I tend to think of Cecil Day-Lewis (1904-1972) as the archetypal career poet: his work accomplished, urbane, but a little manufactured, a little safe, not often charged with the excitement that real poems bring, that sense that something not entirely under the poet’s control has taken him or her by the scruff of the neck and said ‘Oi! You! Listen up!’. But I do very much like this wise, empathic piece that must surely resonate with anyone who has ever been a parent, and if it should prove in the end that a poet’s fate is to be remembered for just one poem, well, that most of us should be so lucky.
Walking Away
It is eighteen years ago, almost to the day –
A sunny day with leaves just turning,
The touch-lines new-ruled – since I watched you play
Your first game of football, then, like a satellite
Wrenched from its orbit, go drifting away
Behind a scatter of boys.
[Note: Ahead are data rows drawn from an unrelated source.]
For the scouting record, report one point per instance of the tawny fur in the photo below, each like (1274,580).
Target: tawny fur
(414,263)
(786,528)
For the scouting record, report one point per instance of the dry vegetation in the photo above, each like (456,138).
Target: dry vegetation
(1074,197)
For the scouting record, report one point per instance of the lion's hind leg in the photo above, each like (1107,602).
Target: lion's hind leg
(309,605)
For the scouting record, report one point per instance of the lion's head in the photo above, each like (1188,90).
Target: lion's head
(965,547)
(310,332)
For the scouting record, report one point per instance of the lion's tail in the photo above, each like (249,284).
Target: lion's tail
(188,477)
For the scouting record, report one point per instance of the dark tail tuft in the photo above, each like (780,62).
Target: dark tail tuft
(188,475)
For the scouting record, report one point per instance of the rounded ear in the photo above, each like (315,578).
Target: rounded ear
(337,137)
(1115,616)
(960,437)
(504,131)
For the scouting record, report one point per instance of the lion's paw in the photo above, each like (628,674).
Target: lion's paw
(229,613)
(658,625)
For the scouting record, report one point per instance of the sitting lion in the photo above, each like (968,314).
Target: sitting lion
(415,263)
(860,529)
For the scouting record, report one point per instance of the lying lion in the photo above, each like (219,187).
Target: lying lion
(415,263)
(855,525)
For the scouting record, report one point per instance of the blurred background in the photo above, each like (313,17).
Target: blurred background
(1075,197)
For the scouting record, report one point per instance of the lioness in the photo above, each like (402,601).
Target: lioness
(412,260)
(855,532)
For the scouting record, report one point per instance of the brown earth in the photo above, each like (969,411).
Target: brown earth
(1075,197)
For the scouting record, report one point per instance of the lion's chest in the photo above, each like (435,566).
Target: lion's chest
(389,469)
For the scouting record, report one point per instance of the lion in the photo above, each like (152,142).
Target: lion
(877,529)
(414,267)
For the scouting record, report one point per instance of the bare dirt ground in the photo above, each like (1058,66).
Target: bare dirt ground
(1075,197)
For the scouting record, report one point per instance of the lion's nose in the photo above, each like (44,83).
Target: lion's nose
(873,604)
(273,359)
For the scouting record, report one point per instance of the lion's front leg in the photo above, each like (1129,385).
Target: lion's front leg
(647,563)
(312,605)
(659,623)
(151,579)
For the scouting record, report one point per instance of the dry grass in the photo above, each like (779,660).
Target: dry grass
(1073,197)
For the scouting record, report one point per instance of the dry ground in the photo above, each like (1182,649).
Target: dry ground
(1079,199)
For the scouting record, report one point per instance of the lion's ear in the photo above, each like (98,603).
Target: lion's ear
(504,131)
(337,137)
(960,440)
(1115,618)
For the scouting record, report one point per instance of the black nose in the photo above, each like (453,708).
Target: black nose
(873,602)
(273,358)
I can see
You walking away from me towards the school
With the pathos of a half-fledged thing set free
Into a wilderness, the gait of one
Who finds no path where the path should be.
That hesitant figure, eddying away
Like a winged seed loosened from its parent stem,
Has something I never quite grasp to convey
About nature’s give-and-take – the small, the scorching
Ordeals which fire one’s irresolute clay.
I have had worse partings, but none that so
Gnaws at my mind still. Perhaps it is roughly
Saying what God alone could perfectly show –
How selfhood begins with a walking away,
And love is proved in the letting go.